Datos del horror: hasta diciembre, 4 presos tienen costillas rotas. 42 fueron sometidos a sesiones de asfixia. 40 han recibido descargas eléctricas: 15 de ellas, en los genitales y uno en el ano. 41 personas fueron víctimas de violencia sexual. A 30 intentaron violarlas. Una de ellas fue brutalmente violada. Hay presos a los que han asfixiado hasta 13 veces en un día: cuando se desmayaban, los despertaban con choques eléctricos. Entre las novedades cubanas de 2019, lo relativo a los usos de la electricidad son las más terroríficas: de descargas externas se ha pasado a una nueva práctica, hacer incisiones en el cuerpo -bajo las uñas, en las plantas de los pies, bajo las tetillas-, introducir los cables y activar la descarga eléctrica.

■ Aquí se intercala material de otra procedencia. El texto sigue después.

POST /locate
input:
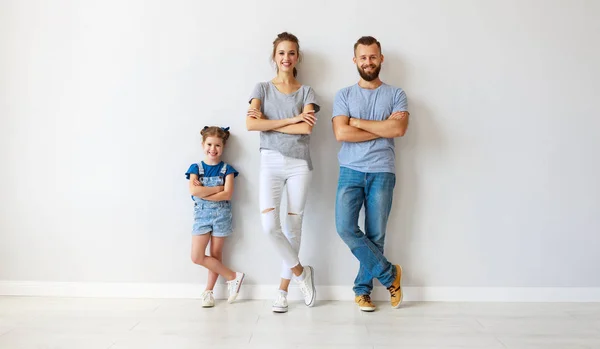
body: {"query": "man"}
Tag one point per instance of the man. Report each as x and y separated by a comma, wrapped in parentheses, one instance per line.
(367, 117)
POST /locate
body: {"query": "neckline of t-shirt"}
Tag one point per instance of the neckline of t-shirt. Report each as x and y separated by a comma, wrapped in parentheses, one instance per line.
(221, 162)
(286, 94)
(370, 89)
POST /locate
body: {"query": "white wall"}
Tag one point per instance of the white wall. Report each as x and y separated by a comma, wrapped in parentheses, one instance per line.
(101, 106)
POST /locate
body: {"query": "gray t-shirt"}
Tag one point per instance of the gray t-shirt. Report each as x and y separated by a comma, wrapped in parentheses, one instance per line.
(377, 155)
(276, 105)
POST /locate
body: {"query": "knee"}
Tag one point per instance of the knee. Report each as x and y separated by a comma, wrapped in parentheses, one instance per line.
(217, 255)
(269, 220)
(198, 259)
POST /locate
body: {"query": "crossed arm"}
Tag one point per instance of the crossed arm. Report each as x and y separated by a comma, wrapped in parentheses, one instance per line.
(218, 193)
(300, 124)
(348, 129)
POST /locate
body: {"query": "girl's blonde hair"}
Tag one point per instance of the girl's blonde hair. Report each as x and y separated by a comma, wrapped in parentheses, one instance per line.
(215, 131)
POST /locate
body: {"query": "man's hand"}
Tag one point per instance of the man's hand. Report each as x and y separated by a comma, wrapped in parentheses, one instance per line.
(399, 115)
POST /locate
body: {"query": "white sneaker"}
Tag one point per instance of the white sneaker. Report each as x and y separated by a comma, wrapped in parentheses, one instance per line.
(208, 300)
(233, 287)
(280, 304)
(307, 286)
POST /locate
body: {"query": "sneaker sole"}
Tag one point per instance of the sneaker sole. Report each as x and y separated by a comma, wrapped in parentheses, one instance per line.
(238, 290)
(401, 292)
(312, 276)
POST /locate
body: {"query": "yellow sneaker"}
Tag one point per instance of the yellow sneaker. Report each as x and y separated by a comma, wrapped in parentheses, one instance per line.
(396, 289)
(364, 302)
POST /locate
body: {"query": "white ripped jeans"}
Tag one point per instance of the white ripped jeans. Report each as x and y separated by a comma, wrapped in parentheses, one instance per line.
(277, 171)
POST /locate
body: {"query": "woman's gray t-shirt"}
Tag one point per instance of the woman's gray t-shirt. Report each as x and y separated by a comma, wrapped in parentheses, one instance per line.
(276, 105)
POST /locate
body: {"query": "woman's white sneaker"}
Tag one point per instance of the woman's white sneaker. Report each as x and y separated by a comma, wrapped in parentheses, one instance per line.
(280, 304)
(208, 300)
(233, 287)
(307, 286)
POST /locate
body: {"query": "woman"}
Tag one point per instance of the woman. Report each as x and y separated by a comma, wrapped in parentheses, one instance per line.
(283, 110)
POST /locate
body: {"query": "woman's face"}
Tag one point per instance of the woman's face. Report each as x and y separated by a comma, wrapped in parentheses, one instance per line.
(286, 56)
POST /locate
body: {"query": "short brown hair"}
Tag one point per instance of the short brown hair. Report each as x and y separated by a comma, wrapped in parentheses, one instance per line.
(367, 41)
(215, 131)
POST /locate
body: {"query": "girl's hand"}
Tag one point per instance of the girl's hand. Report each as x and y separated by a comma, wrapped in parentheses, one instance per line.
(308, 117)
(255, 114)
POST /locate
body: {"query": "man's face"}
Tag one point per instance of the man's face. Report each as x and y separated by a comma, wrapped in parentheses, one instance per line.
(368, 61)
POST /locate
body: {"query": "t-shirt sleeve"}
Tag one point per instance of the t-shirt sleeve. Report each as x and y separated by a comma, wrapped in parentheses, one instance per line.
(310, 98)
(400, 101)
(192, 170)
(258, 92)
(230, 170)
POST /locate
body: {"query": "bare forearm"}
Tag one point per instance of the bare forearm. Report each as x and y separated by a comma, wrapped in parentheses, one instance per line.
(253, 124)
(347, 133)
(385, 129)
(221, 196)
(202, 191)
(295, 129)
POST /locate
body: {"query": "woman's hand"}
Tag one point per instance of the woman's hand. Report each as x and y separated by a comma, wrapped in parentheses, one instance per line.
(255, 114)
(308, 117)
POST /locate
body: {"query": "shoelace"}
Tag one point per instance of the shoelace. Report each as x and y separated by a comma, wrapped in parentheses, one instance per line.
(280, 300)
(206, 296)
(304, 288)
(231, 285)
(393, 291)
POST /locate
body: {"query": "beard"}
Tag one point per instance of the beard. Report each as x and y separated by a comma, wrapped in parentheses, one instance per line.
(374, 74)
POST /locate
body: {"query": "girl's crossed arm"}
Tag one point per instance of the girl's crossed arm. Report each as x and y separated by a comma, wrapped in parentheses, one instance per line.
(198, 190)
(226, 193)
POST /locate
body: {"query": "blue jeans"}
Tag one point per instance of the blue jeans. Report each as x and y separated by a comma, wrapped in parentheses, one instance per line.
(376, 191)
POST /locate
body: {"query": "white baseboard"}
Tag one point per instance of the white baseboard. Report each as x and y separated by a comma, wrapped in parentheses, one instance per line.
(170, 290)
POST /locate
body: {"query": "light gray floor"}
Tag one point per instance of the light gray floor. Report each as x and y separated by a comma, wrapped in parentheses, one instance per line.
(146, 324)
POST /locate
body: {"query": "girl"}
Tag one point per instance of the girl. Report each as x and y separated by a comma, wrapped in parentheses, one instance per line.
(283, 111)
(211, 186)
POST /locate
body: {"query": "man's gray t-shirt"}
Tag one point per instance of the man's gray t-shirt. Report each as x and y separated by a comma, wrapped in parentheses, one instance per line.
(378, 104)
(276, 105)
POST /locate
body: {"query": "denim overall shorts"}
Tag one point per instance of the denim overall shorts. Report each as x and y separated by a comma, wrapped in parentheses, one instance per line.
(212, 216)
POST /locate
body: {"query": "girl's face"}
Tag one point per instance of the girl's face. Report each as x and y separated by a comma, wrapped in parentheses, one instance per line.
(286, 56)
(213, 148)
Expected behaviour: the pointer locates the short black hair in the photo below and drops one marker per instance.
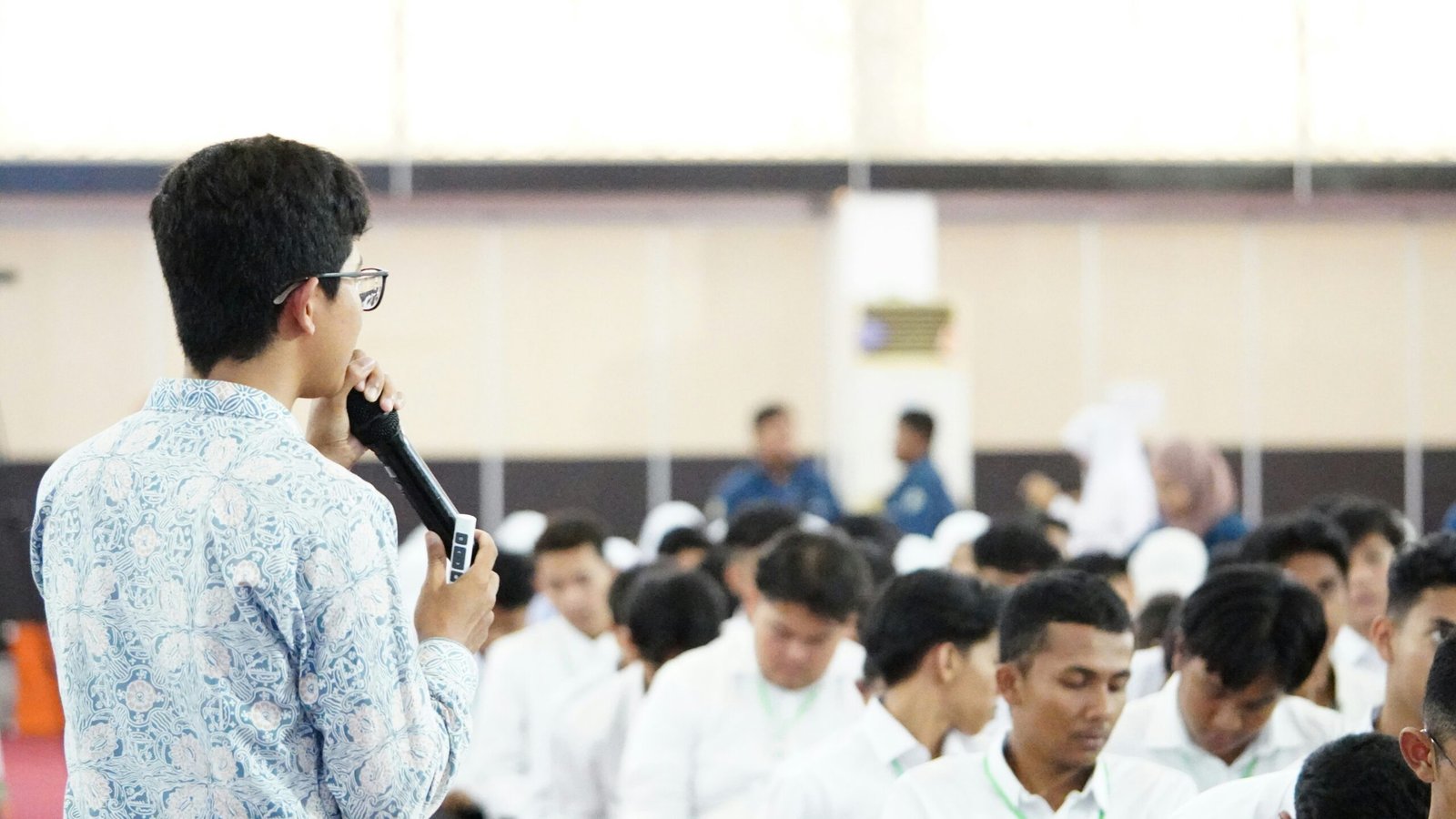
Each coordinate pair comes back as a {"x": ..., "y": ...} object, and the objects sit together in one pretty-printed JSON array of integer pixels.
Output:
[
  {"x": 682, "y": 540},
  {"x": 619, "y": 595},
  {"x": 1060, "y": 595},
  {"x": 1361, "y": 516},
  {"x": 1103, "y": 564},
  {"x": 570, "y": 531},
  {"x": 1249, "y": 622},
  {"x": 237, "y": 223},
  {"x": 1016, "y": 548},
  {"x": 922, "y": 610},
  {"x": 768, "y": 413},
  {"x": 921, "y": 421},
  {"x": 517, "y": 576},
  {"x": 674, "y": 611},
  {"x": 1439, "y": 707},
  {"x": 757, "y": 523},
  {"x": 1310, "y": 532},
  {"x": 1431, "y": 564},
  {"x": 822, "y": 571},
  {"x": 873, "y": 528},
  {"x": 1358, "y": 777},
  {"x": 1158, "y": 622}
]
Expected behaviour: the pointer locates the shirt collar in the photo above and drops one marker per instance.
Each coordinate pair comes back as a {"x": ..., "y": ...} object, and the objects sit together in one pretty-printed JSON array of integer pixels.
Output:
[
  {"x": 1168, "y": 731},
  {"x": 1006, "y": 783},
  {"x": 217, "y": 398},
  {"x": 888, "y": 738}
]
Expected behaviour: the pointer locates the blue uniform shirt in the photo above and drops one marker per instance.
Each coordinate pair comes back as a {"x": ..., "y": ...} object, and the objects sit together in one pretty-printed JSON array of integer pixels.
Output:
[
  {"x": 807, "y": 490},
  {"x": 921, "y": 501}
]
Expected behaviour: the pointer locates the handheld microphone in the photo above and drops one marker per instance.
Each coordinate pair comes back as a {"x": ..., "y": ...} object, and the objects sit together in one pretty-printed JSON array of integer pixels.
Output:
[{"x": 380, "y": 433}]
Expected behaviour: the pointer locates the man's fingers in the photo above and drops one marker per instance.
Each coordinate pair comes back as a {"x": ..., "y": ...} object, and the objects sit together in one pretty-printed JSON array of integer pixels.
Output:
[{"x": 436, "y": 570}]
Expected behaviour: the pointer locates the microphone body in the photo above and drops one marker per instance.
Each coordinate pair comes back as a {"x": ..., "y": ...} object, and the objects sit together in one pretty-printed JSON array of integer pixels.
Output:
[{"x": 380, "y": 431}]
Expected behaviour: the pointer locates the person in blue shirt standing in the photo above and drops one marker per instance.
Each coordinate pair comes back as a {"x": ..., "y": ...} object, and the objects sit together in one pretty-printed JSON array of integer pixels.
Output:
[
  {"x": 778, "y": 474},
  {"x": 921, "y": 501}
]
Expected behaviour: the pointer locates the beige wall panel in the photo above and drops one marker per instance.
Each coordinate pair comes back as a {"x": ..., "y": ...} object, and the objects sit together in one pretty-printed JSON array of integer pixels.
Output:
[
  {"x": 1332, "y": 298},
  {"x": 749, "y": 329},
  {"x": 1171, "y": 315},
  {"x": 1016, "y": 288},
  {"x": 1438, "y": 318},
  {"x": 84, "y": 332}
]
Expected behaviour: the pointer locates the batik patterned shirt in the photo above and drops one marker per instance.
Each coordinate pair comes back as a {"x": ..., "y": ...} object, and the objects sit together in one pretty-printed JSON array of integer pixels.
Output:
[{"x": 228, "y": 625}]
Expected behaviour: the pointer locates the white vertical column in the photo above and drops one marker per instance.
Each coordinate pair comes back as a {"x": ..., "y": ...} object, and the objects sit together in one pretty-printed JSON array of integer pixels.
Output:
[
  {"x": 660, "y": 368},
  {"x": 1252, "y": 378},
  {"x": 492, "y": 397},
  {"x": 1414, "y": 420}
]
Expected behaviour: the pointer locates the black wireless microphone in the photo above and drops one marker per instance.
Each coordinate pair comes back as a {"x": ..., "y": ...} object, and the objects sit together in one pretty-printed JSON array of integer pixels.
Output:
[{"x": 380, "y": 431}]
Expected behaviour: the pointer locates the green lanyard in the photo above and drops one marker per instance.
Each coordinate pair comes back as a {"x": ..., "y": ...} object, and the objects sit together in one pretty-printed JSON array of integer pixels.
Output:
[
  {"x": 783, "y": 727},
  {"x": 986, "y": 763}
]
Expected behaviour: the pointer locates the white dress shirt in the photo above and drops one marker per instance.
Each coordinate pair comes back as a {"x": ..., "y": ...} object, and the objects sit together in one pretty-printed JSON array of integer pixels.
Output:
[
  {"x": 528, "y": 678},
  {"x": 586, "y": 753},
  {"x": 848, "y": 775},
  {"x": 1257, "y": 797},
  {"x": 1351, "y": 649},
  {"x": 1154, "y": 729},
  {"x": 713, "y": 731},
  {"x": 983, "y": 785}
]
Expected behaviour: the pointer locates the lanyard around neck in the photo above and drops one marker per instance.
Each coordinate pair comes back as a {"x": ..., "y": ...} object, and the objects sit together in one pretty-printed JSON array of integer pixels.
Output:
[{"x": 986, "y": 763}]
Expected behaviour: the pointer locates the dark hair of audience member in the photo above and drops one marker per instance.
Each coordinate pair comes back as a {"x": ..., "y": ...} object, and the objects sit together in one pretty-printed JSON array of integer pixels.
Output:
[
  {"x": 1360, "y": 777},
  {"x": 517, "y": 576},
  {"x": 1057, "y": 596},
  {"x": 921, "y": 421},
  {"x": 670, "y": 612},
  {"x": 239, "y": 222},
  {"x": 1249, "y": 622},
  {"x": 570, "y": 531},
  {"x": 1016, "y": 550},
  {"x": 820, "y": 571},
  {"x": 1285, "y": 538},
  {"x": 682, "y": 540},
  {"x": 924, "y": 610},
  {"x": 1431, "y": 564},
  {"x": 1157, "y": 620}
]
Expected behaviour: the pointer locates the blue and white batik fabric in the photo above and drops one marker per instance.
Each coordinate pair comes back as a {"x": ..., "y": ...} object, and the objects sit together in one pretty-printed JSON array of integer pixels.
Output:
[{"x": 228, "y": 624}]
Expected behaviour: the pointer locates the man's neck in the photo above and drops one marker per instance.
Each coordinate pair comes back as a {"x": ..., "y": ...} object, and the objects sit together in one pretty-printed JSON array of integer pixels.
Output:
[
  {"x": 268, "y": 372},
  {"x": 1045, "y": 777},
  {"x": 921, "y": 713}
]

Esta relación es solo una muestra de lo mucho que podría escribirse y denunciarse al respecto. Hay decenas de informes y testimonios que ratifican la podredumbre moral, el desdén por lo humano, la negación del derecho a la vida, por parte del régimen de Maduro. ¿Puede Europa mantener una tibia política hacia el régimen responsable de estos hechos? ¿Acaso no ratificó el Consejo Europeo, el pasado 16 de septiembre, la política de la Unión Europea frente a terceros países, de prohibición de la tortura? ¿Puede Europa continuar sin hacer un pronunciamiento categórico sobre las responsabilidades de Maduro y el castrismo, que han creado un régimen que, además de narcoterrorista es torturador?